Tuesday, November 8, 2011

I was sitting in a restaurant last week being served drinks from one of my favorite bartenders – we go back probably at least seven years and I have known her through four restaurants in that time – and someone entered the place who I know more or less casually.  As Kim and I were talking about wine, and I inquired about what the other person has been up to, she gave me the scoop and part of it was that she now lives and works in Australia.  Her friend who was already there waiting for her offered that the best wine comes from there, which gave me an immense laugh.

Australia, while the fourth largest exporter of wine in the world, it only really started to show some prominence in the late 1970s.  Before that, the first recognized quality wines didn't come out until around 1820.  In fact, one of the best companies, Shinas Estates didn't start commercially releasing wine until 2002. 

The funny thing is how people tend to parrot what they have read in several wine magazines, or have heard from people who are supposed to be in the know, without having done due diligence on their own.  I have heard just about every pitch about wines from South America, Canada, France and Australia echoed by a litany of people who have never even drank more than ten wines from each region, let alone ones that cost more than twenty dollars a bottle and were complex.  Funnier still was one associate about twenty-two years old that stated that he knew a lot about wine and could tell good ones from bad ones, especially Merlot.  I asked him how many Merlots he had experienced and the answer was four. 

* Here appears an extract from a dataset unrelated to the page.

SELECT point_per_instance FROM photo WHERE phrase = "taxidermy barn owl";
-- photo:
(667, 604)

The biggest problem with mentalities like these is that the people offering their advice, whether non-commercially or commercially – say your waiter, bartender or someone else in a restaurant – is that if you trust them, you're getting short-changed to a great degree.  I could tell you so many stories of bartenders trying to tell me something about wine and being completely wrong, I make some mistakes too, but I'm not selling it to you.  And then there are the people hawking wine to you, who also know very little.  Please, if you're buying wine in the state of Pennsylvania, know that most of the people that work in the stores, including those that are Premium Collection stores, know very little, if anything, about wine.

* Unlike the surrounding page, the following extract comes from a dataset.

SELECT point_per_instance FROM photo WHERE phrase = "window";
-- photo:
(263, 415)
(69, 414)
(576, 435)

As far as who makes the best wine, there is no way to adequately rate New World styles versus Old World styles because they each bring out different tastes in the grape.  While I am always knocking the French [because of their hubris in talking about how good they are at food and wine], I would be totally an idiot to say that they know very little and that styles from area such as Bordeaux, Champagne and Burgundy are trite.  I have had great wines from Argentina, Chile, Australia, Slovenia, Canada, Spain, Portgual, Austria and Greece.  I stick to my guns that Italy by far has the greatest range of wines and styles of wines and unfortunately many of them haven't been experienced outside of Europe in general and Italy specifically.  Also, don't sleep on American wines, whether coming from California, Oregon and Washington state, or the Finger Lakes region in upstate New York or Pennsylvania.  The latter has Chadds Ford, Penns Woods and Presque Isle to name a few.

It takes a long amount of tasting, not just wines from different countries, but wines of the same varietal and/or style within a viticultural area to even begin to seriously have something to contribute when grading wines.  If you just drink sweet wines, faux wines (Arbor Mist anyone?) or straight out imposters (what is port versus what Port isn't), then you probably can't say much about wines.  And if you only drink what you have read about in magazines, or what you have historically heard makes you a true connoisseur (red wines from France), then you really can't say anything either.

You can easily rate one wine against another, in regards to which one you think tastes better, but what works for you might not work for someone else.  I love some of the complex wines coming from the Okanagan Valley in Canada, but not all producers in that area make the same stuff.  There are many excellent producers around the world, regardless of continent, and the amount of a wine sold, nor the price really is an adequate indicator of who makes the best.  I mean, look at all of that Yellowtail, White Zinfandel, Two Buck Chuck, and Mad Dog that has been sold in this country.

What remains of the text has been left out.